Late Summer - Time to Seed Your Lawn

Steve Allgeier
Carroll County Master Gardener

Who would of thought that we would be blessed with a very moist year, especially after our recent summers? Of course this weather has brought along it's own set of problems, such as the abundance of weeds, molds, fungi and other plant diseases.

The abuses of past weather conditions have lead to many thin relatively week lawns and as I have mentioned in previous articles these lawns are prime stomping grounds for aggressive weeds. Hopefully, some Carroll County residents have been eliminating their weeds and are now ready to reclaim their turf.

Tall Fescue
Lolium arundinaceum

For our area, late summer to early falls is the best time to over seed a lawn or establish new grass. The most dependable and best type of grass for a sunny to partially shaded area, in our region, is turf-type tall fescue.

Turf-type tall fescue is well adapted to the variety of conditions found in the county. It is less prone to disease and insect problems, is drought tolerant, does not form a thatch layer and generally has lower care requirements than many of the other types of grasses. It is important to make an intelligent choice form among the numerous cultivated varieties (or cultivars) that are available in garden centers. Fortunately, the University of Maryland puts out a publication known as "AM 77 - Turfgrass Cultivar Recommendations" that can help you with the selection process. It is a research based, Maryland trial performance evaluations of the numerous new turfgrass cultivars that come out each year. I typically recommend that people review this and take it to the store with them before purchasing, since good seed is not cheep.

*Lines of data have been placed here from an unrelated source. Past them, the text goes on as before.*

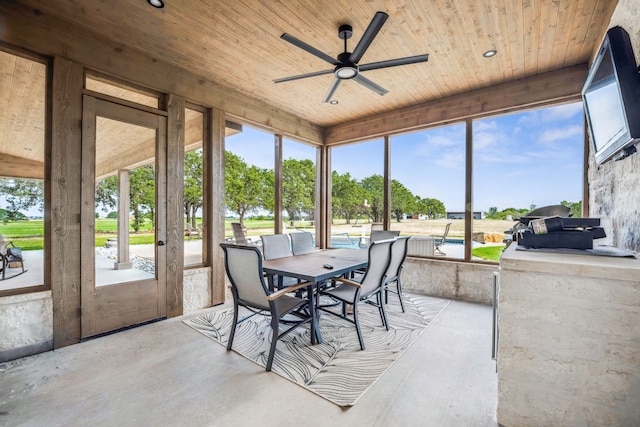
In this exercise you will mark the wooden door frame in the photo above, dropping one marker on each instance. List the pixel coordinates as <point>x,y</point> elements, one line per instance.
<point>92,300</point>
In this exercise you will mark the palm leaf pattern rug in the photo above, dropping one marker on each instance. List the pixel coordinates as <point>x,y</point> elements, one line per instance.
<point>337,369</point>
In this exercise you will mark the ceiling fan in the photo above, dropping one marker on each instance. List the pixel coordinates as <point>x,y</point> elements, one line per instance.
<point>346,64</point>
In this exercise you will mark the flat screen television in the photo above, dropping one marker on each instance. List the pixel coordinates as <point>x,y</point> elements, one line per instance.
<point>611,98</point>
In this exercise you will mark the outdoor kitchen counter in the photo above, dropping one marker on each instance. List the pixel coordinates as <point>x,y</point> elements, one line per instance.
<point>568,347</point>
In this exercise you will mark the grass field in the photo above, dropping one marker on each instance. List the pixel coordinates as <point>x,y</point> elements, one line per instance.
<point>29,234</point>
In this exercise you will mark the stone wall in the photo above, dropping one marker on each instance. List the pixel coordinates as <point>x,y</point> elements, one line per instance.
<point>196,289</point>
<point>26,325</point>
<point>449,279</point>
<point>614,187</point>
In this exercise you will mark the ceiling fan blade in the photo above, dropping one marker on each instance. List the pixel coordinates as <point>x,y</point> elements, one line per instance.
<point>303,76</point>
<point>312,50</point>
<point>332,90</point>
<point>394,62</point>
<point>370,33</point>
<point>370,85</point>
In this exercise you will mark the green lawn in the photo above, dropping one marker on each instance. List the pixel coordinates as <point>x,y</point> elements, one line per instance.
<point>28,234</point>
<point>489,253</point>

In general most lawns will need between 3 - 5 pounds of turf-type tall fescue seed per 1000 square feet to overseed existing lawns and as much as 6 - 8 pounds for establishing new lawns. Before overseeding a weak lawn it is advisable to do a soil test. If you have used a lawn weed herbicide recently, please check its label for how long you must wait before overseeding or reseeding.

The University has several helpful publications to help you reestablish a vigorous dense lawn. The primary publication is called Lawn Establishment, Renovation, and Overseeding - HG# 102 - this 12-page publication gives a comprehensive look at a very large topic. It deals with everything from different types of seeds to installation tips and care for the emerging plants.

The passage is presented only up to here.